Publicly available costs were used to compile the cost library; however, this may not reflect actual costs paid by healthcare systems. The scope of this study excluded indirect costs, which are known to be significant in CKD [29, 30], in part due to the poorer availability of data in published literature versus direct costs. Relatively few countries have accurate national registries of ESKD and KRT, and limited data are available for earlier stages of CKD. In addition, the incidence and prevalence of ESKD per million population varies widely between countries [31], as does the provision of treatments.
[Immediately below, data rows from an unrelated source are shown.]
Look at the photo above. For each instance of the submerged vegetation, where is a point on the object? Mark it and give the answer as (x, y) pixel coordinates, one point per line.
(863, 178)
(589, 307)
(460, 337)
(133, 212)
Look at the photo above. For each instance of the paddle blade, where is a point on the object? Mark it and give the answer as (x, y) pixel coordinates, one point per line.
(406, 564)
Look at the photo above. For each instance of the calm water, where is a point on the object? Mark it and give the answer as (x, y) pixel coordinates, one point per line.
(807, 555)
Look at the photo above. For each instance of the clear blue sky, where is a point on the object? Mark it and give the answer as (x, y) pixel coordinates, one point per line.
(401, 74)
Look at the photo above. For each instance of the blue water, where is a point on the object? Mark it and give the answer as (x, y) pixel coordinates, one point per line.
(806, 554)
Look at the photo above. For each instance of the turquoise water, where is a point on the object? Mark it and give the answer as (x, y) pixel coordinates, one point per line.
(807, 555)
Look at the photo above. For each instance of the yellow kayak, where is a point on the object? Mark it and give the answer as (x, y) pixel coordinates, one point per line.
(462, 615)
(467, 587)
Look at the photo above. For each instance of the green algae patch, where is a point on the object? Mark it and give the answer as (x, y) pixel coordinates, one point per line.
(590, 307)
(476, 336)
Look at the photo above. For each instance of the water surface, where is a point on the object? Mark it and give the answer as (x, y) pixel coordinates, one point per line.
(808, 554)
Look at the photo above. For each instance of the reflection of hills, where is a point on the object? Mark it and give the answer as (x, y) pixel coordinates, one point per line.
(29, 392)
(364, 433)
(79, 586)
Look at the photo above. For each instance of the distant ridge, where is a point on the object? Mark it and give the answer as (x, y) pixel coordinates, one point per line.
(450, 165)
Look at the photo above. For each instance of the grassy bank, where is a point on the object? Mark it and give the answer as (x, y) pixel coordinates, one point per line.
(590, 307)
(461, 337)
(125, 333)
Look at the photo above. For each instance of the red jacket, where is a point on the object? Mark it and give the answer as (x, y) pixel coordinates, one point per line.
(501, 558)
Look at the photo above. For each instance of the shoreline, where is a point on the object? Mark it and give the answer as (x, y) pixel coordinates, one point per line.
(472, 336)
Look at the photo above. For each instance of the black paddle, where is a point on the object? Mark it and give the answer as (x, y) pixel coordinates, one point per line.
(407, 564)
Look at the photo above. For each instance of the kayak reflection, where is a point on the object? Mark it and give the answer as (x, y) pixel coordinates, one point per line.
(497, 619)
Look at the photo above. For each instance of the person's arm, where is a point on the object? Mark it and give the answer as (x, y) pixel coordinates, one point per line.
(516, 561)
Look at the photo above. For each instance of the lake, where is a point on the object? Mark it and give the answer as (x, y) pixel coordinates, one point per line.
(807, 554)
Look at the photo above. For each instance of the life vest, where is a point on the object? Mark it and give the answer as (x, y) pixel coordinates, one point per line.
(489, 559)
This may be linked in part to cultural issues: for example, in Japan, maintenance haemodialysis is the preferred treatment, with deceased donor kidney transplantation not usually considered [32]. Societal differences may also have an effect with some healthcare systems, placing greater emphasis on optimising the provision of kidney transplantation, leading to higher rates of transplantation [33]. The economic performance of a country may also contribute to differences in treatment, with higher income countries better able to afford expensive modes of care associated with ESKD.

Conclusion

The economic burden associated with CKD is significant and increases dramatically with disease progression. Implementing cost-effective management strategies targeting early detection and disease progression that consider local context and resources is essential to reduce the global burden of CKD. The compilation of the international CKD cost library provides a comprehensive overview of CKD costing studies on a global scale to help inform CKD healthcare policy decision-making.